Response by poster: (Should've previewed...)

booknerd: yes, I was cooking them in the soup. It sounds like this is a not advised?
posted by slogger at 8:49 AM on October 7, 2010

Making them from the Manischevitz Mix always works better for me than from scratch. It's the only way I've gotten GIANT fluffy balls.
posted by chelseagirl at 8:50 AM on October 7, 2010 [1 favorite]
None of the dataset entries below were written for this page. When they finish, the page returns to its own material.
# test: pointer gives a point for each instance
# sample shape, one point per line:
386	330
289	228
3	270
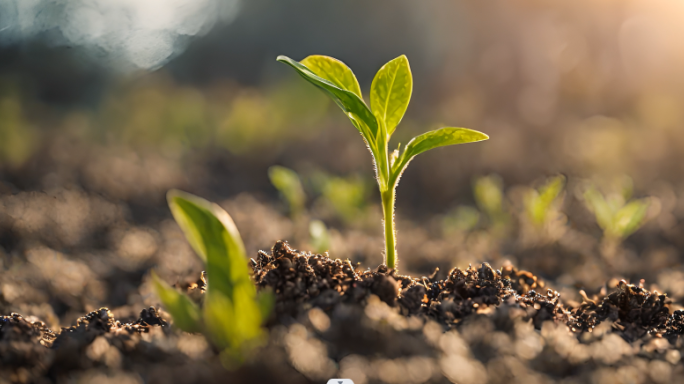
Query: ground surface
73	241
333	320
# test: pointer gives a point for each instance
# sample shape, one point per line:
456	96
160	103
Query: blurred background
105	105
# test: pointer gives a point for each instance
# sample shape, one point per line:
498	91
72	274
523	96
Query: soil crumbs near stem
478	325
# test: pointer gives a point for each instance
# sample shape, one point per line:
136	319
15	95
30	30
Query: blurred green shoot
320	238
287	182
488	191
389	98
463	218
540	203
233	312
346	195
617	216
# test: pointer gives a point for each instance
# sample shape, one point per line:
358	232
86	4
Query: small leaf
539	202
391	92
232	324
213	235
185	313
334	71
290	186
433	139
630	217
348	100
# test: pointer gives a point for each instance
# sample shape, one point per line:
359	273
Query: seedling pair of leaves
617	217
232	313
389	98
539	203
My trick has always been to separate the eggs, stiffen the whites and then fold the maztoh (mixed with everything else) into it.
posted by cestmoi15 at 9:09 AM on October 7, 2010

No, definitely don't cook them in the soup! That's a surefire way to end up with dense balls, and probably the only thing you're doing wrong. You want to cook them in boiling, salted water, then plop them into the soup after they've already cooked and puffed up.
posted by booknerd at 9:12 AM on October 7, 2010 [1 favorite]

I wouldn't rest them more than half an hour or so, personally.
posted by leahwrenn at 9:27 AM on October 7, 2010

Think of matzo balls like muffins and mix them as such -- first all the wet ingredients (and try using seltzer instead of stock or water). Then the matzo meal. Only stir as much as is needed to wet all the matzo meal. Put it in the fridge, covered tightly in cling, for at least an hour.

I cook mine in the soup and I've never had a problem; my diners consistently comment on the light, fluffy texture of my matzo balls, even when I split the matzo meal half regular and half high fiber/whole wheat.
posted by shamash at 9:49 AM on October 7, 2010

Also, the water you put the matzo balls in should be boiling fast, and they should be in there (covered) for 40 minutes or so; you might be undercooking them. I keep the heat at medium-high or so, and let them boil.
posted by shamash at 9:51 AM on October 7, 2010

My great-great aunt, whose canasta game I have just interrupted, says OY, SELTZER! And do not cook them in the soup, boil them separately! Or she will be very disappointed in you.
posted by elizardbits at 10:05 AM on October 7, 2010

Cook them in water not soup and use lots and lots of it. Keep the pot covered. They don't need a vigorous boil but a very low simmer is too low. I think they taste better with butter (I know...) and yes they will come out light and fluffy.
posted by caddis at 10:29 AM on October 7, 2010

Best answer: This video is great and seconds a lot of the advise already mentioned.
posted by annaramma at 10:29 AM on October 7, 2010 [1 favorite]

Hm. We make ours with schmaltz and stock, mix only enough to mingle the ingredients to a wet slush, let rest for at least 30min but no more than an hour, and cook in the giant stockpot of soup and they turn out delectably fluffy.

Maybe we'll try some of these other things next time (egg white whipping, seltzer, cooking in separate boiling water) and see if they reach some sort of transcendent form!
posted by batmonkey at 10:36 AM on October 7, 2010

Your matzah balls are perfect the way they are. You should need a knife and fork to eat a matzah ball that SHOULD sink to the bottom.
posted by atomicstone at 12:32 PM on October 7, 2010

poor atomicstone- clearly her mom (or perhaps her bubbe) lied to her!